The Yukon Water Board has rejected Carmacks Copper’s water use application, casting doubt on the future of the mine.
This is good news for the Little Salmon/Carmacks First Nation, which fought the proposal.
“We are not against mining, but we will not accept a mine on our traditional territory that threatens the very existence of our land and water,” said Chief Eddie Skookum.
“We need real mines, not industrial experiments.”
Western Copper Corporation, which owns Carmacks Copper, had proposed using a technique known as acid heap leaching.
The ore would be pushed into piles, some as high as a 30-storey building, and then doused with sulphuric acid.
The acid dissolves the copper in the ore, which can then be collected from below.
However, this technology is unproven.
The water board was concerned about whether the mine could detoxify the heap and manage discharges from the site, according to its 42-page decision document.
There was inadequate evidence that this could be done safely and the board did not support the company’s plan to conduct testing while the mine was in full-scale operation.
As well, the board found the company plan to dump contaminated water from the minesite into a nearby creek didn’t adequately protect the environment.
The standards were in line with Canada’s Metal Mining Effluent Regulations, but still were not sufficient, the board said.
And the standards recommended by the Yukon government were also lacking, it added.
The government’s standards were based on an “incomplete understanding” of Williams Creek and an “incomplete understanding” of Carmacks Copper’s projected discharges, according to the board.
“The applicant has not satisfied the board that waste produced by this undertaking will be treated and disposed of in a manner that is appropriate for the maintenance of proposed water-quality standards in lower Williams Creek,” said the decision document.
“Therefore, it is the decision of the board that the application be denied.”
“We’re just trying to protect our way of life and our traditional way of life, as well as everybody else up and down the Yukon River right out to the Bering Sea,” said Skookum.
“When the company doesn’t talk to us face-to-face, problems arise. It’s nice to see that the land claims process is working.”
The Yukon Conservation Society is also happy with the board’s decision.
“All credit should go to the Little Salmon/Carmacks First Nation,” said Lewis Rifkind, an associate mining co-ordinator with the conservation society.
“With their lawyers and their experts … it was the sort of thing you’d expect from David Suzuki.”
The water board decision raises a lot of questions, said Rifkind.
“Why did it take the water board to say no to the project?” he asked.
“Why didn’t YESAB catch it?

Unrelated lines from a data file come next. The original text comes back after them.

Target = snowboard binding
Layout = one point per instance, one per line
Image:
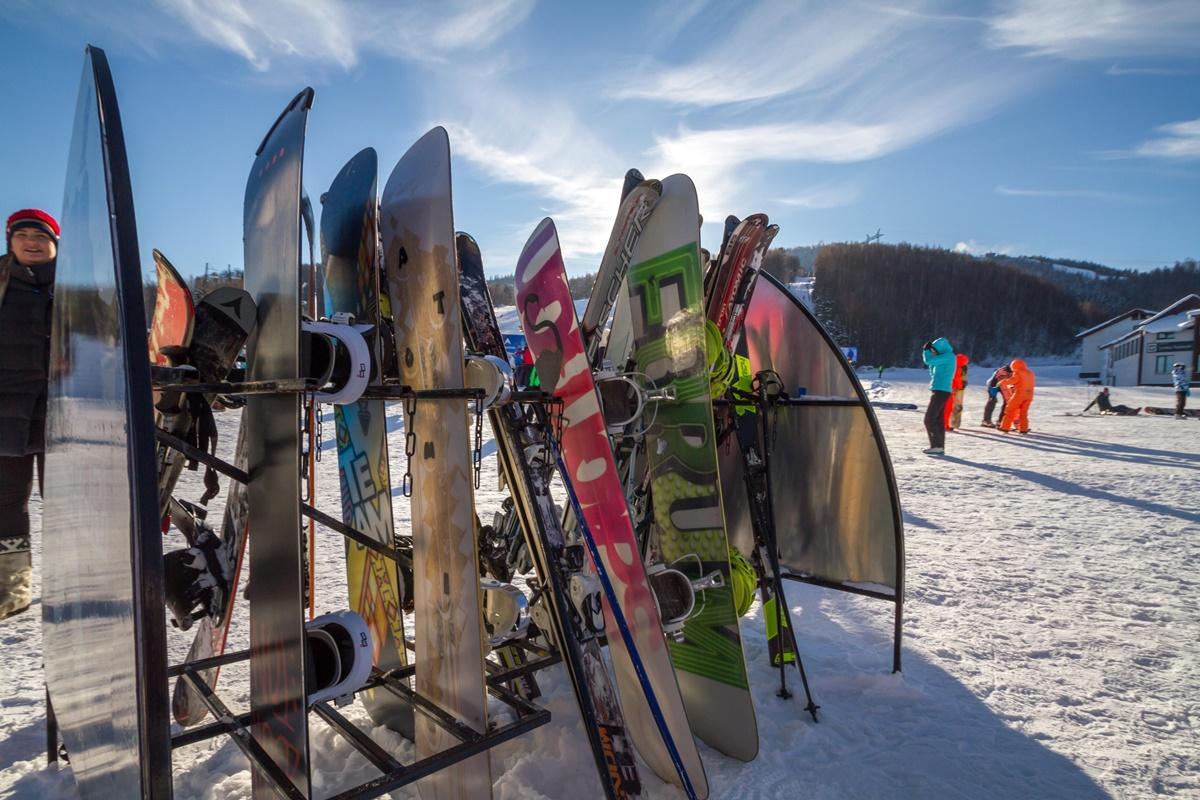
(336, 356)
(675, 591)
(197, 578)
(337, 656)
(505, 612)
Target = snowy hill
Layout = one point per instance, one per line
(1050, 633)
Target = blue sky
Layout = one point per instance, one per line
(1060, 127)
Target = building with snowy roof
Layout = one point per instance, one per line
(1093, 359)
(1144, 355)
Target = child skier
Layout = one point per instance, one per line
(1181, 382)
(939, 356)
(27, 290)
(1019, 391)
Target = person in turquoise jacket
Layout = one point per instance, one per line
(942, 364)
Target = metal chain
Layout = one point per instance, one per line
(477, 457)
(406, 483)
(321, 426)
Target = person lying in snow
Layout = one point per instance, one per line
(994, 395)
(1105, 404)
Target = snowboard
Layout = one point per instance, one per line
(271, 226)
(174, 311)
(103, 626)
(666, 306)
(348, 252)
(213, 632)
(171, 334)
(417, 222)
(515, 427)
(654, 710)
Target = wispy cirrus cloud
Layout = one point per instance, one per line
(322, 32)
(1180, 140)
(827, 196)
(1119, 71)
(1073, 193)
(1091, 29)
(971, 247)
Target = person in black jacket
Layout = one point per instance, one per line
(1105, 404)
(27, 292)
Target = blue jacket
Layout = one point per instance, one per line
(1180, 378)
(941, 364)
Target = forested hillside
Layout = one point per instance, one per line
(887, 300)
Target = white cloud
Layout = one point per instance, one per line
(971, 247)
(828, 196)
(562, 160)
(777, 48)
(1072, 193)
(1117, 70)
(339, 31)
(1181, 142)
(1090, 29)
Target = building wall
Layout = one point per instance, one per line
(1121, 367)
(1092, 358)
(1159, 352)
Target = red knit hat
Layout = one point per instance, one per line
(31, 218)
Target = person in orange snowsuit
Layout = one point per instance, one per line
(1019, 391)
(954, 408)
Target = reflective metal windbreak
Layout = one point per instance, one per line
(102, 611)
(837, 505)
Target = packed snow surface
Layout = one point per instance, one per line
(1050, 633)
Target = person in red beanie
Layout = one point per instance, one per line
(27, 292)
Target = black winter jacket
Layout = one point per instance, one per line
(25, 302)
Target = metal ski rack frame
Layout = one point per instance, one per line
(394, 774)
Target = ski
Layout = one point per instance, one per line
(651, 699)
(666, 305)
(271, 223)
(637, 200)
(349, 254)
(417, 222)
(520, 432)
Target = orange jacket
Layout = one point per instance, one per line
(960, 371)
(1020, 385)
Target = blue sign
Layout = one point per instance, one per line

Why didn’t the quartz mining branch catch it?”
The assessment board and the government made recommendations for changes to Carmacks Copper’s proposal.
“By the time it reached the water board, there were all of these unanswered questions,” said Rifkind.
At the end of the water board’s executive summary, the board encouraged the mine to engage and consult with all parties as it moves forward.
But it’s unclear where Carmacks Copper will go from here.
Any changes the mine could make to its proposal to please the water board, such as doing away with the acid heap leaching and choosing a different technique to extract the copper, would be so drastic that it would have to go back through the YESAB and quartz mining licensing processes again, said Rifkind.
“And that’s probably what they’re going to have to do.”
“We know we’re going to do something; we’re just not sure yet what that’s going to be,” said Claire Derome, Western Copper’s vice-president of community affairs.
“We need a little bit of time to come to a decision. There’s a lot to look into.”
The company feels the water board’s findings are inconsistent with previous decisions made by the Yukon government and the Yukon Environmental and Socio-economic Assessment Board.
The decision will affect all projects in the territory, but will not stop progress on Western Copper’s much larger Casino mine, said Derome.
The copper at the Casino mine will be recovered with a milling process, not through acid heap leaching.
There will be a heap leach component to the project, but that will only be used to extract gold deposits using cyanide, which is a technique that has previously been used in the territory.
The mine already has a permit to begin construction and, if the water board had decided to approve their application, could have begun at any time.
“We could start construction tomorrow,” said Derome.
“But without a water licence that would be a bit stupid.”